Alexa Ray Joel Happy Now That Nose and Heart Are Fixed

Alexa Ray Joel, sporting a new nose job and a much-improved outlook on life, says it was a broken heart that led her to a frightening overdose back in December.

"I felt like I was in a black hole and I couldn't see out," the 24-year-old musician told People magazine. "I hit rock bottom that day . . . A part of me wanted people close to me to know – not the whole world."

Joel, daughter of Piano Man Billy Joel and supermodel Christie Brinkley, objected to rumors that a fight with her mom trigggered the episode. She said the real culprit was a broken heart following her breakup with former bassist Jimmy Riot, whom she began dating at 19. They broke up in 2008, but had fleeting reconciliations. "I was addicted to this man," she says, "and it spiraled out of control."

Joel is in therapy and is growing ever closer to her famous folks.

"It had everything to do with my depression, my anxiety, a dysfunctional on-and-off relationship with my ex – nothing to do with my relationship with either one of my parents," she said.

Joel didn't talkk to People about plastic surgery, but a representative confirmed to the New York Post that the new look is the product of a scalpel.

"Alexa had breathing difficulties due to a deviated septum and decided to correct the appearance of her nose at the same time," the representative told the paper recently.

The slimmer sniffer can't hurt Joel's efforts to follow in her mother's footsteps. She is now appearing in commercials for Prell shampoo, a quarter-century after her mom did the same.

"Nobody is more supportive of my physical appearance than [my mother]." The singer adds, "She tells me – which I don't understand – that she wishes she looked like me, that I'm so much more unique than her."

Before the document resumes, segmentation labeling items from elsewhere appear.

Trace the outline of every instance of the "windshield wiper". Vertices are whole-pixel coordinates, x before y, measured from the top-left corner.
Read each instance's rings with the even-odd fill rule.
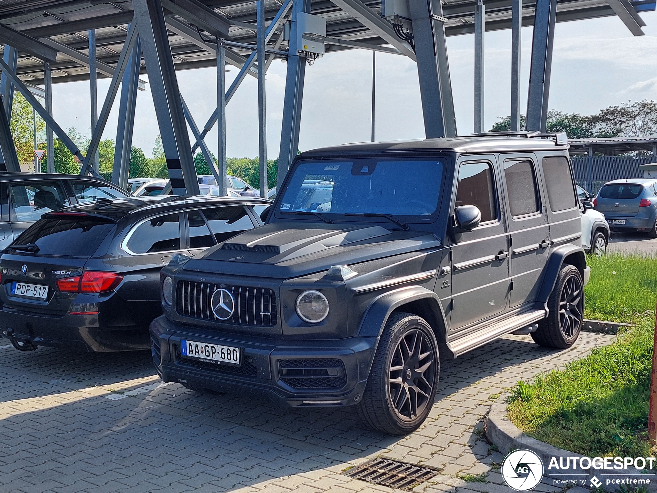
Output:
[[[333,222],[331,221],[328,218],[323,216],[319,212],[313,212],[311,210],[284,210],[281,214],[299,214],[300,216],[317,216],[322,221],[325,222],[327,224],[332,224]]]
[[[378,214],[376,212],[358,212],[352,214],[346,214],[345,216],[361,216],[364,218],[385,218],[388,221],[394,222],[397,226],[399,226],[402,229],[406,231],[410,227],[408,224],[405,223],[401,219],[397,219],[396,218],[390,216],[390,214]]]
[[[12,245],[9,246],[12,250],[25,250],[30,253],[37,253],[41,249],[37,246],[36,243],[28,243],[27,245]]]

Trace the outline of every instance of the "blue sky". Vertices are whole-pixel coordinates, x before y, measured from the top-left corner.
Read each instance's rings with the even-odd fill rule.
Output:
[[[558,24],[555,35],[550,108],[590,114],[610,105],[644,98],[657,99],[657,13],[642,17],[645,36],[635,37],[617,17]],[[472,35],[447,38],[448,56],[459,134],[472,131],[474,87]],[[522,31],[521,107],[526,105],[532,28]],[[510,32],[486,34],[486,127],[509,114]],[[279,154],[286,66],[273,63],[267,72],[267,155]],[[227,85],[237,74],[229,67]],[[328,54],[306,70],[300,148],[369,141],[371,112],[372,53],[351,50]],[[181,91],[202,126],[216,106],[215,69],[178,74]],[[142,78],[147,78],[142,76]],[[99,82],[102,106],[108,81]],[[150,87],[139,91],[133,144],[150,156],[158,133]],[[424,137],[417,71],[399,55],[376,55],[376,139]],[[89,83],[53,87],[53,112],[64,129],[90,133]],[[258,153],[257,83],[247,77],[227,107],[227,146],[230,156]],[[105,137],[114,138],[117,108]],[[216,128],[206,141],[213,152]]]

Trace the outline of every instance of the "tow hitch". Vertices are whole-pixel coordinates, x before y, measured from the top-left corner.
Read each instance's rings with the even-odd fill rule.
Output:
[[[19,351],[36,351],[37,348],[39,346],[36,344],[32,344],[30,342],[26,341],[21,344],[14,337],[14,329],[11,327],[7,329],[4,332],[4,335],[10,341],[14,348],[18,349]]]

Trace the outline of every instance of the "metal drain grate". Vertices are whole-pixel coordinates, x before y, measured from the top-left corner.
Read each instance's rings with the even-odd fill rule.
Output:
[[[438,473],[438,471],[413,464],[387,459],[373,459],[345,471],[344,475],[390,488],[407,488],[415,483],[428,481]]]

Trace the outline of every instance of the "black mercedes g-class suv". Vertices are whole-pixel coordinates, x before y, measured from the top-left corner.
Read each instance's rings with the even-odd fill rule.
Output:
[[[568,348],[588,278],[564,134],[353,144],[294,160],[265,224],[161,273],[167,382],[353,405],[403,434],[440,358],[509,333]]]

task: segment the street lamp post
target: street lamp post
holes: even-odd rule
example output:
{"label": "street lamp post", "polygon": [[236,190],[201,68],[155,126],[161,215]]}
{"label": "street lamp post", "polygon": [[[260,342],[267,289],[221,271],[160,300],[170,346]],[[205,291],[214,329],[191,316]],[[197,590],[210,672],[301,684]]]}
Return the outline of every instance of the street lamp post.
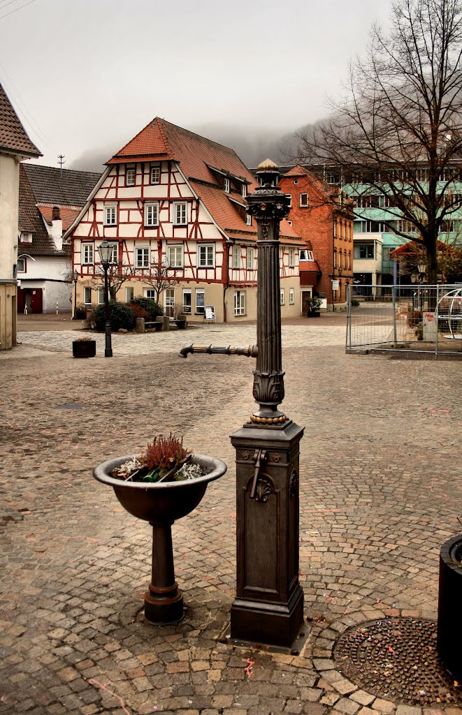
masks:
{"label": "street lamp post", "polygon": [[77,320],[77,281],[79,280],[79,271],[76,268],[72,274],[72,280],[74,281],[74,315],[72,316],[72,320]]}
{"label": "street lamp post", "polygon": [[106,345],[104,347],[104,358],[112,357],[112,343],[111,337],[111,321],[109,320],[109,292],[107,280],[107,271],[109,270],[111,258],[112,257],[112,246],[107,242],[106,239],[98,246],[98,253],[101,265],[104,271],[104,306],[106,309],[106,324],[104,332],[106,334]]}

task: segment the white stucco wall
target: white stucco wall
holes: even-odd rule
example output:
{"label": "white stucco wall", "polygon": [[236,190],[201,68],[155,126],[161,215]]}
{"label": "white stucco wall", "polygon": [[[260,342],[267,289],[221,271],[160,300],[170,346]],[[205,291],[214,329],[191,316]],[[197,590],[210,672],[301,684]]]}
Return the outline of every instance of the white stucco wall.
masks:
{"label": "white stucco wall", "polygon": [[[20,158],[20,157],[19,157]],[[19,163],[0,154],[0,280],[13,280],[18,246]]]}

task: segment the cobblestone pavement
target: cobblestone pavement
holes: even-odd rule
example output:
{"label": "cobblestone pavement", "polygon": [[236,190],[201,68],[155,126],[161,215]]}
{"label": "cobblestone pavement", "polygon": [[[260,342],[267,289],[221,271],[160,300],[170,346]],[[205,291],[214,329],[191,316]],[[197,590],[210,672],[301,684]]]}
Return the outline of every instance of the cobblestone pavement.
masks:
{"label": "cobblestone pavement", "polygon": [[[116,335],[110,362],[73,360],[67,332],[0,353],[0,713],[462,713],[375,696],[333,656],[350,626],[436,618],[439,547],[462,514],[460,365],[345,355],[340,328],[284,327],[284,408],[305,426],[298,656],[219,642],[235,571],[228,435],[252,409],[252,362],[177,358],[195,340],[252,342],[254,328]],[[188,608],[163,628],[139,612],[149,526],[91,476],[161,430],[229,465],[174,525]]]}
{"label": "cobblestone pavement", "polygon": [[[284,325],[282,340],[284,346],[288,347],[314,347],[319,345],[342,345],[345,344],[345,326],[335,325],[307,326],[305,324]],[[35,330],[34,332],[19,332],[18,341],[21,345],[13,351],[14,357],[21,356],[21,350],[27,349],[30,354],[31,347],[40,351],[68,352],[72,350],[72,340],[88,335],[87,331],[75,330],[49,332]],[[104,354],[104,333],[92,333],[97,341],[97,352]],[[216,325],[195,326],[187,330],[172,330],[165,332],[114,333],[112,335],[112,348],[114,357],[150,355],[164,351],[180,350],[185,345],[198,342],[202,345],[235,344],[252,345],[256,342],[255,324],[243,325]],[[11,355],[9,351],[0,352],[0,360],[7,360]]]}

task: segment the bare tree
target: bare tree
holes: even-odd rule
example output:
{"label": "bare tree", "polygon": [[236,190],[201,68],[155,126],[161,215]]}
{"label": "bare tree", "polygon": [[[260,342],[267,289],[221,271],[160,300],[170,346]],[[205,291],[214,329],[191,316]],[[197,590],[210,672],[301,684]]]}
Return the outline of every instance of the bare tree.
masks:
{"label": "bare tree", "polygon": [[346,190],[378,197],[389,230],[424,247],[436,282],[438,234],[462,206],[461,5],[397,0],[391,21],[388,34],[373,27],[365,59],[350,64],[346,97],[298,133],[292,158],[330,166]]}
{"label": "bare tree", "polygon": [[[133,266],[122,262],[110,263],[107,270],[107,282],[111,300],[116,300],[116,296],[124,283],[136,277],[139,271]],[[104,270],[102,265],[95,266],[92,284],[95,288],[104,287]]]}
{"label": "bare tree", "polygon": [[[160,255],[160,254],[159,254]],[[147,284],[155,292],[156,302],[159,302],[161,294],[166,288],[177,285],[177,269],[170,267],[168,261],[161,259],[151,263],[149,276],[143,276],[143,283]]]}

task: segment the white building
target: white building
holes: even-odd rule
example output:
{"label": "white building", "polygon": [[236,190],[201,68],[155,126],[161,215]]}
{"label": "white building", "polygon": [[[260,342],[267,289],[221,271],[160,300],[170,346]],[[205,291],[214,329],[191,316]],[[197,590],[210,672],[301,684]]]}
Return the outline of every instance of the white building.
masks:
{"label": "white building", "polygon": [[19,178],[19,312],[73,308],[71,247],[63,232],[101,174],[21,164]]}
{"label": "white building", "polygon": [[16,345],[19,162],[40,157],[0,84],[0,350]]}

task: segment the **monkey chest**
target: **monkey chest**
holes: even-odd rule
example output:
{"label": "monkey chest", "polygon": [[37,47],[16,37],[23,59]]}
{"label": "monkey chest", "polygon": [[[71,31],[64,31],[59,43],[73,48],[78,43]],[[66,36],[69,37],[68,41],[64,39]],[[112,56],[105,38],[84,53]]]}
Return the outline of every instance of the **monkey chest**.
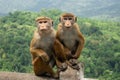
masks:
{"label": "monkey chest", "polygon": [[76,45],[77,36],[75,34],[64,34],[64,36],[61,37],[61,41],[64,46],[73,49]]}
{"label": "monkey chest", "polygon": [[51,52],[54,44],[54,40],[55,38],[53,37],[42,38],[41,40],[38,40],[37,48],[40,48],[46,52],[48,51]]}

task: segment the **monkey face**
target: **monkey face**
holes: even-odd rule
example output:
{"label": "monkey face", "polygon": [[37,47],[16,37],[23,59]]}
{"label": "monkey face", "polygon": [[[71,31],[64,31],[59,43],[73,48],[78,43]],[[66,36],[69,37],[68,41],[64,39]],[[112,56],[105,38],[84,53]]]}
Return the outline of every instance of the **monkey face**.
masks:
{"label": "monkey face", "polygon": [[63,17],[63,25],[70,28],[74,23],[73,17]]}
{"label": "monkey face", "polygon": [[74,16],[72,13],[64,13],[60,17],[60,22],[62,23],[64,28],[72,28],[73,24],[77,21],[77,17]]}
{"label": "monkey face", "polygon": [[52,29],[52,20],[39,20],[37,21],[38,31],[40,33],[49,33]]}

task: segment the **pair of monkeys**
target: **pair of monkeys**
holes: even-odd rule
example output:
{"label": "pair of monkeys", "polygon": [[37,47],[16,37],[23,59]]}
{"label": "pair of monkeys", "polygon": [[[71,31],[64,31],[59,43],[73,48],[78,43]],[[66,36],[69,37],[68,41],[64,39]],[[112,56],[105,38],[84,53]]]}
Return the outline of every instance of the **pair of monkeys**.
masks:
{"label": "pair of monkeys", "polygon": [[[36,19],[37,30],[30,43],[32,64],[35,75],[50,75],[59,78],[59,72],[69,65],[79,70],[77,59],[84,47],[84,37],[76,23],[77,17],[72,13],[60,16],[57,32],[53,21],[48,17]],[[57,66],[57,71],[53,70]]]}

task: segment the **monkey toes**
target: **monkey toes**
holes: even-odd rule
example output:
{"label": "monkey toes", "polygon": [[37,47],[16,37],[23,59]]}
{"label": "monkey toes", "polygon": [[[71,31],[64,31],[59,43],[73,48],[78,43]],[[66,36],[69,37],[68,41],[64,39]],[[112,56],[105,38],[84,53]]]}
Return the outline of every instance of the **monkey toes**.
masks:
{"label": "monkey toes", "polygon": [[79,65],[78,65],[79,62],[78,62],[76,59],[70,59],[69,62],[70,62],[70,66],[71,66],[73,69],[76,69],[76,70],[79,70],[79,69],[80,69],[80,67],[79,67]]}

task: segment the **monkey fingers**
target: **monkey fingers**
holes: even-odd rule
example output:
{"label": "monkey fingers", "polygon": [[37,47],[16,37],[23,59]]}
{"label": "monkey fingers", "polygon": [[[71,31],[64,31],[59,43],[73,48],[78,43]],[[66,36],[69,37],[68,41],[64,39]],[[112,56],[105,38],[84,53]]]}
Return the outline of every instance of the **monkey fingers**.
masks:
{"label": "monkey fingers", "polygon": [[78,61],[77,61],[76,59],[70,59],[69,62],[70,62],[72,65],[78,64]]}
{"label": "monkey fingers", "polygon": [[69,60],[69,64],[70,67],[72,67],[73,69],[79,70],[80,67],[78,65],[78,61],[76,59],[70,59]]}
{"label": "monkey fingers", "polygon": [[49,56],[47,54],[42,54],[40,57],[44,62],[49,63]]}
{"label": "monkey fingers", "polygon": [[62,63],[60,66],[58,66],[58,71],[65,71],[67,69],[67,64]]}
{"label": "monkey fingers", "polygon": [[72,67],[73,69],[80,70],[80,67],[79,67],[78,64],[76,64],[76,65],[72,65],[71,67]]}

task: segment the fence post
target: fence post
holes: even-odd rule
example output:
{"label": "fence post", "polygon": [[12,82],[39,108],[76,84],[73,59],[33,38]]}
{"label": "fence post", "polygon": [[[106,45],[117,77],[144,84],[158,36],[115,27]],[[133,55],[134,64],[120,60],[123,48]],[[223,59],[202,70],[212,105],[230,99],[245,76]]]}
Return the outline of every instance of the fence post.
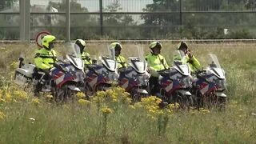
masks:
{"label": "fence post", "polygon": [[66,42],[70,41],[70,2],[66,0]]}
{"label": "fence post", "polygon": [[179,25],[182,26],[182,0],[179,0]]}
{"label": "fence post", "polygon": [[20,40],[30,40],[30,0],[19,0],[20,12]]}
{"label": "fence post", "polygon": [[101,35],[103,36],[103,7],[102,7],[102,0],[99,0],[99,13],[100,13],[100,26],[101,26]]}

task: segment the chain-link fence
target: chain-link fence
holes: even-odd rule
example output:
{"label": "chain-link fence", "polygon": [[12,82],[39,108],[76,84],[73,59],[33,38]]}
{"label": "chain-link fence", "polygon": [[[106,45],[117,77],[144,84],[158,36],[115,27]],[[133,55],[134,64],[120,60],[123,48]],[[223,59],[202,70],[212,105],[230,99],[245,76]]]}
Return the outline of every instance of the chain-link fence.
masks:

While the singer, whose new album is due in June, understands her ad will be compared to her mother's and her music to her father's, she told People she is committed to creating her own identity.

"It's hard because [people] compare my music to my father and my looks to my mother," she says. "And I like to think that my music and my voice are different than my father's and my look is very different than my mother's. Can't I just be me?"